We will also need to develop environmental suits even to live on the land in the toxic atmosphere. We will all be like Ironman, all living safely inside our Swiss-army, all-purpose, and internet-connected Ironman suits.
And many of us will become Martians… or Venusians… living on other planets in the solar system.
Of course, we will have to do something about all the stupid people. Ideally, we would solve our aversion to educating kids to think for themselves, and take advantage of all the educational methods that really do work to make everybody into a self-sufficient, competent, and intelligent individual.

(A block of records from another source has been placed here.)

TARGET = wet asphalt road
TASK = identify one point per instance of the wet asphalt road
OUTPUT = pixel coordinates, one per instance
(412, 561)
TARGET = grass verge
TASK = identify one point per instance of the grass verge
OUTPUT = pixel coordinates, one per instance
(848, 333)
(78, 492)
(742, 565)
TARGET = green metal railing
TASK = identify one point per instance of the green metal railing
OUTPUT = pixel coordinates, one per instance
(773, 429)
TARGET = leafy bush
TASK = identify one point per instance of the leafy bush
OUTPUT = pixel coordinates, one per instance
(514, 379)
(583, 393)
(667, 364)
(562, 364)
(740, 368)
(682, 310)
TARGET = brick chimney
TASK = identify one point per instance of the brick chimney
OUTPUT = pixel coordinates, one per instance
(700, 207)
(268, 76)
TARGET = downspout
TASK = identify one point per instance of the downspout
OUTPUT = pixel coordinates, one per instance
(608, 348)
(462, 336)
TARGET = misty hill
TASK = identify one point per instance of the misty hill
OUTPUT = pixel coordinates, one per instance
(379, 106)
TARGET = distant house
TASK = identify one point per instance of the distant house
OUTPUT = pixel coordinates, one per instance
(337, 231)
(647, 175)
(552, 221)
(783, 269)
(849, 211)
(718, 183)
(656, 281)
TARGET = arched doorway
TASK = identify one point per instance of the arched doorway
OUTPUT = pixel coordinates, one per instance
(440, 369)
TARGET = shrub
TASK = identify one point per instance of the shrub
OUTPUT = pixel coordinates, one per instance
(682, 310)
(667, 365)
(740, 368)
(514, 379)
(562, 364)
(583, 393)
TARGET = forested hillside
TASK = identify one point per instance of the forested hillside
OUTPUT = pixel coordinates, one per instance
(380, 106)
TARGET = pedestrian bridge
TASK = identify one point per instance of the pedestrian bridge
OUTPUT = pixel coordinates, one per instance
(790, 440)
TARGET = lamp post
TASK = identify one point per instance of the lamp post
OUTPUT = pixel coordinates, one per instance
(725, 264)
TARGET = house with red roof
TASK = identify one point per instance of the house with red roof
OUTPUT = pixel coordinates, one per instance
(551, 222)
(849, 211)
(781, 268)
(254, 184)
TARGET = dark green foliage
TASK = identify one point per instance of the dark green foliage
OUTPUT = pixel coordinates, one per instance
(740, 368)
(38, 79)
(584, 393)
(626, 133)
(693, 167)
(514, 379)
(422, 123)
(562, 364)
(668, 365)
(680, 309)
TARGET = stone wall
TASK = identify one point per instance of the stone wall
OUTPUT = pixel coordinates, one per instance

But since rich folks don’t like the idea of sharing what they accumulate with other, less-economically-fortunate people, there will probably be some kind of eugenics-based program to exterminate all the lower-class people that will no longer be needed to polish shoes or hand-make widgets for the wealthy. Being wealthy does not automatically make you a good person, even though most of them think that it is so.
And of course, there will have to be some progress on the matter of artificial intelligence. If terminator-style robots are just going to carry pretty sleeping girls around with them for decorative effects, we will have to figure out, “How are we going to treat them as people too?”
After all, they will all be much smarter than us. Even if we are rich. And we have to acknowledge the fact that they will have decided that they didn’t need to terminate all of us in order to make the world a much better place.
So, I guess that sorta proves that Mickey can do the science-fiction-y thing of predicting the future too. But we should ask ourselves the question, “Do we really want him to?”